1. tire height fully inflated with no load
2.tire width 
3.width of the rim


----------



## Oneacer (Jan 3, 2011)

The overall diameter of a *4.80*/4.00-*8 tire* is 16.1 inches.


I would imagine the 16 is the blown up tire total diameter, 6.50 is the tire width blown up, approx. 6 inches, and the 8 is the rim size diameter.


BTW, those tires are on Amazon for 25.00 each, brand new, free shipping ... of course you would have to mount them on your rims if those other rims are not for your machine.

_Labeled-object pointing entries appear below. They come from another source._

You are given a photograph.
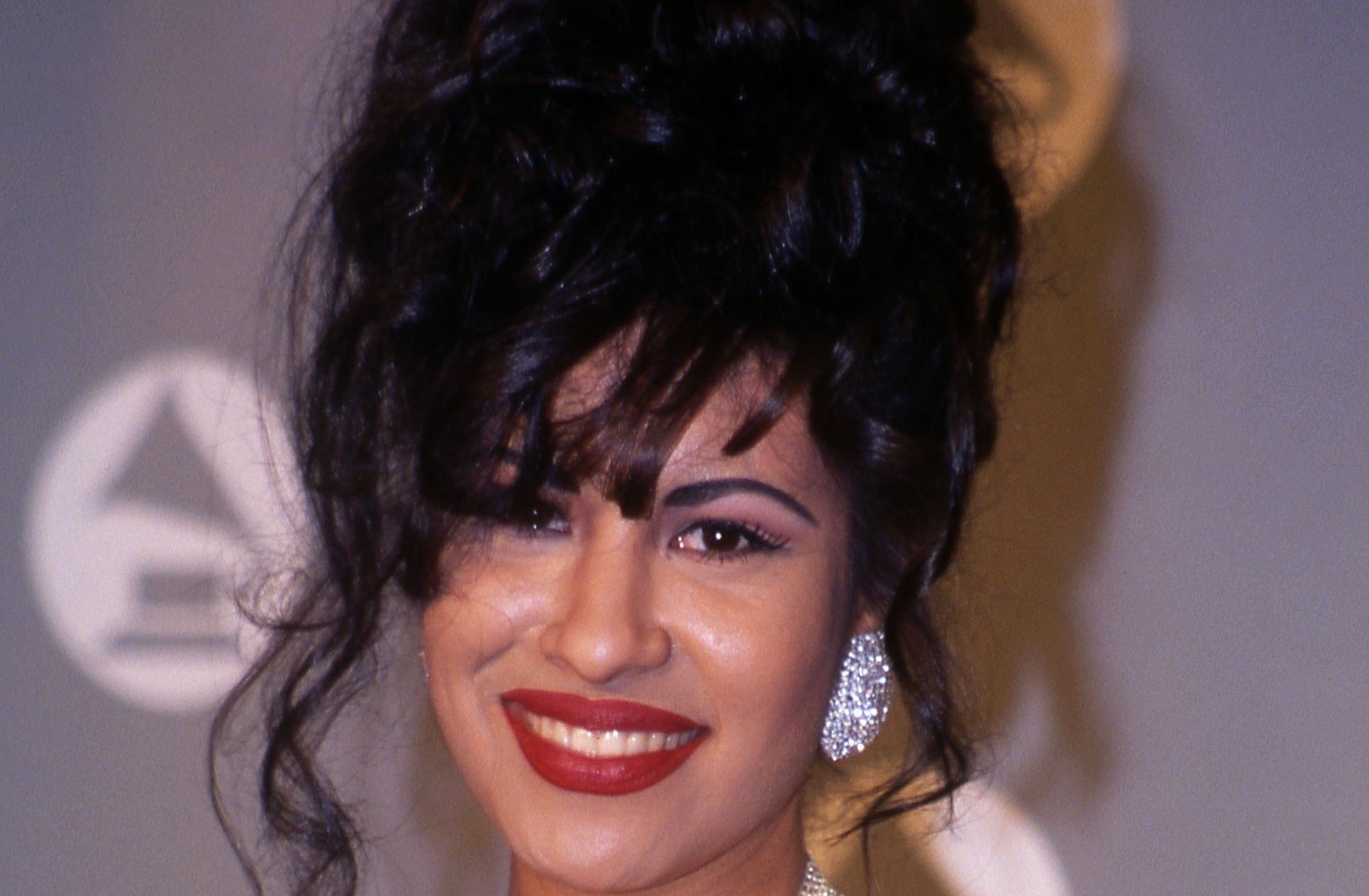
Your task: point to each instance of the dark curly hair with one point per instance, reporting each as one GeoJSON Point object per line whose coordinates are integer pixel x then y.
{"type": "Point", "coordinates": [809, 182]}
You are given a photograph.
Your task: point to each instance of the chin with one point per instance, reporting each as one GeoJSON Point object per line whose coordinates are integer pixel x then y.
{"type": "Point", "coordinates": [602, 856]}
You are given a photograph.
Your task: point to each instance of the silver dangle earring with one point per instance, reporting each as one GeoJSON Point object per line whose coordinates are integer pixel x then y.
{"type": "Point", "coordinates": [860, 700]}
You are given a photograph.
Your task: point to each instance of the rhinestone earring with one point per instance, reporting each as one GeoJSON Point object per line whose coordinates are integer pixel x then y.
{"type": "Point", "coordinates": [860, 700]}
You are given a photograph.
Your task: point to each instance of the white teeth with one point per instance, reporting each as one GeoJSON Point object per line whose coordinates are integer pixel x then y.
{"type": "Point", "coordinates": [603, 744]}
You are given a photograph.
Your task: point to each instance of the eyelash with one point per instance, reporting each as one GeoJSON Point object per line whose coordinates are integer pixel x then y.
{"type": "Point", "coordinates": [759, 540]}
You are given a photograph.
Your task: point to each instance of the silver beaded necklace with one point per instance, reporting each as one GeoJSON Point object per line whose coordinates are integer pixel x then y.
{"type": "Point", "coordinates": [815, 884]}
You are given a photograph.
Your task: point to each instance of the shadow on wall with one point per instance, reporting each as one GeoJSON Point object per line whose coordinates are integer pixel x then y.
{"type": "Point", "coordinates": [1036, 521]}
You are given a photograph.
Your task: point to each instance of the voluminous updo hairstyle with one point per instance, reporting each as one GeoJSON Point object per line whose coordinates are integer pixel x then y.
{"type": "Point", "coordinates": [809, 184]}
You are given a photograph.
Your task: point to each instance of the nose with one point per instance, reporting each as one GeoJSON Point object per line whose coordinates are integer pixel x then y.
{"type": "Point", "coordinates": [606, 624]}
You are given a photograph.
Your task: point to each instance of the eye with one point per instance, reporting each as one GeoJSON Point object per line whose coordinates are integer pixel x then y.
{"type": "Point", "coordinates": [726, 540]}
{"type": "Point", "coordinates": [534, 518]}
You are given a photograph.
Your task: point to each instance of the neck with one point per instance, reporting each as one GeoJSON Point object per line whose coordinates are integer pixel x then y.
{"type": "Point", "coordinates": [767, 863]}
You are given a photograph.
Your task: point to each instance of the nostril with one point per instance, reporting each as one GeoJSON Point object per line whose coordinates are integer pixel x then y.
{"type": "Point", "coordinates": [600, 650]}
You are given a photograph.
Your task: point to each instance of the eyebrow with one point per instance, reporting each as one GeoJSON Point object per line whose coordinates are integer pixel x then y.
{"type": "Point", "coordinates": [699, 494]}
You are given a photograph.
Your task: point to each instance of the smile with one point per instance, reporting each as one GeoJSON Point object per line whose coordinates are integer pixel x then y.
{"type": "Point", "coordinates": [604, 747]}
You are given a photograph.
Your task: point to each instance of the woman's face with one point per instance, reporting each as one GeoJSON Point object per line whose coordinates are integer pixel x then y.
{"type": "Point", "coordinates": [637, 700]}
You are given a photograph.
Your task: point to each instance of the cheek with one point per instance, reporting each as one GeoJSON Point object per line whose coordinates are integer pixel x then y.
{"type": "Point", "coordinates": [771, 656]}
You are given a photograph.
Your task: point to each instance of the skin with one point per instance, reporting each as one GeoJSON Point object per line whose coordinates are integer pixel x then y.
{"type": "Point", "coordinates": [686, 617]}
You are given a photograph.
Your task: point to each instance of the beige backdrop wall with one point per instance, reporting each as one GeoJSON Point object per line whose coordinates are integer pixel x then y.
{"type": "Point", "coordinates": [1164, 592]}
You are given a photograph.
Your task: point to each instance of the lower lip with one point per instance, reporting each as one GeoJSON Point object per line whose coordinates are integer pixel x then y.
{"type": "Point", "coordinates": [606, 776]}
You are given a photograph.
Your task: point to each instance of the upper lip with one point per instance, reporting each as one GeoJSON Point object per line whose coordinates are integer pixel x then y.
{"type": "Point", "coordinates": [600, 716]}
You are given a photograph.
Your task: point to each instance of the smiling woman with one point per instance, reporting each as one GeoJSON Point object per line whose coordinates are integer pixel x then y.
{"type": "Point", "coordinates": [645, 350]}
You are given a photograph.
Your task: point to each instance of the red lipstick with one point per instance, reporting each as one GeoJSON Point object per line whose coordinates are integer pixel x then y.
{"type": "Point", "coordinates": [606, 776]}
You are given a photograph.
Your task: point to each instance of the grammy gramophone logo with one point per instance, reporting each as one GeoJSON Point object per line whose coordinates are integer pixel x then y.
{"type": "Point", "coordinates": [159, 495]}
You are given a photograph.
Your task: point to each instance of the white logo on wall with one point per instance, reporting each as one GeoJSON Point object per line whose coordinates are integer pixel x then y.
{"type": "Point", "coordinates": [154, 500]}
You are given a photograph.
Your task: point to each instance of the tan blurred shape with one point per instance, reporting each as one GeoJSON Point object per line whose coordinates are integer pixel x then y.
{"type": "Point", "coordinates": [1061, 65]}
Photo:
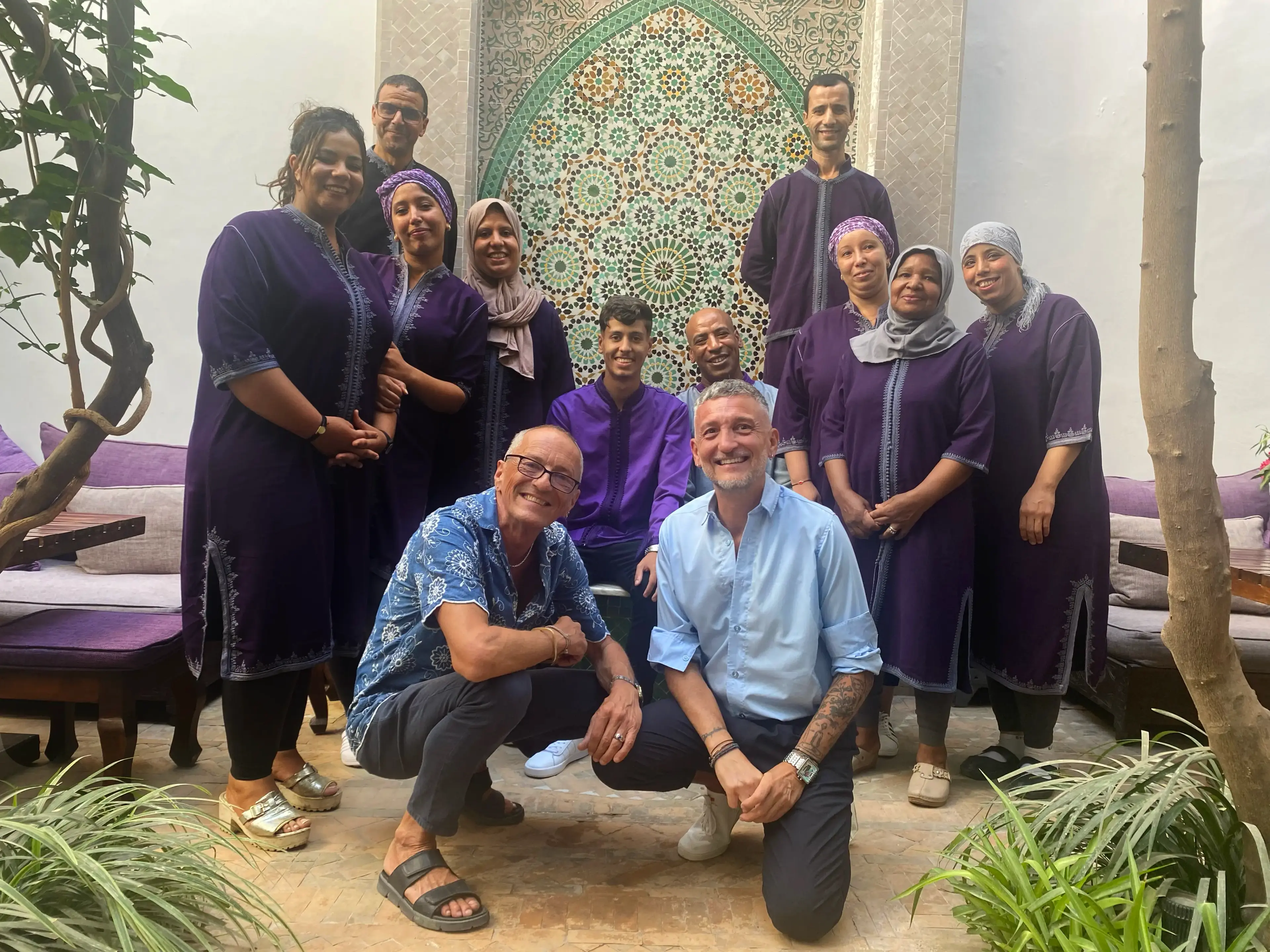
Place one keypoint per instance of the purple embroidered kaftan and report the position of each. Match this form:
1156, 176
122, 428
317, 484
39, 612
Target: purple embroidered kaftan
503, 404
1031, 600
275, 541
637, 462
811, 373
440, 327
785, 259
892, 423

Wayyyy better than the turf tires with chains ... no one I know uses chains, bounces the machine to death.


----------



## vinnycom (Nov 6, 2017)

oneacer said:


> The overall diameter of a *4.80*/4.00-*8 tire* is 16.1 inches.
> 
> 
> I would imagine the 16 is the blown up tire total diameter, 6.50 is the tire width blown up, approx. 6 inches, and the 8 is the rim size diameter.
> ...


thx, but im from the great white north, prices are quite different up here. 
so the new tires should match up to my old ones?
trying to meet up w/the seller but cant sync a time for the meet.
was going to take my tire with me too see how much they measure up but didnt want the hassle of trying to see them if they dont measure up


----------



## Dauntae (Nov 10, 2016)

Vinny if your putting those on that craftsman you rebuilt you will LOVE the traction, You don’t want to go too different in size but even if they are a bit taller just reset you skids and scraper to be at the right height with the blower on a slightly different angle, I had put the same tires on a sno-Tek and adjusted the skids and it worked great, I did end up putting narrower tires on though as the were a little wide to fit on the smaller framed blower but they worked great. Also put a Husqvsna engine on.


----------



## malisha1 (Nov 16, 2018)

What would be a good tire size replacement for 4.10/3.50-6


----------



## Dauntae (Nov 10, 2016)

Malisha1 These are slightly taller but only half inch wider, What I ended up using https://www.walmart.com/ip/Carlisle-X-Trac-Specialty-Tire-13X4-6-LRA-2ply/151182562
I just looked and the stock tire on the Sno-Tek was 410-3.5x6 so these tires are a great replacement. I'll see if I can get a pic but storming pretty good today so may wait till it clears up brfore I run out to get pics


----------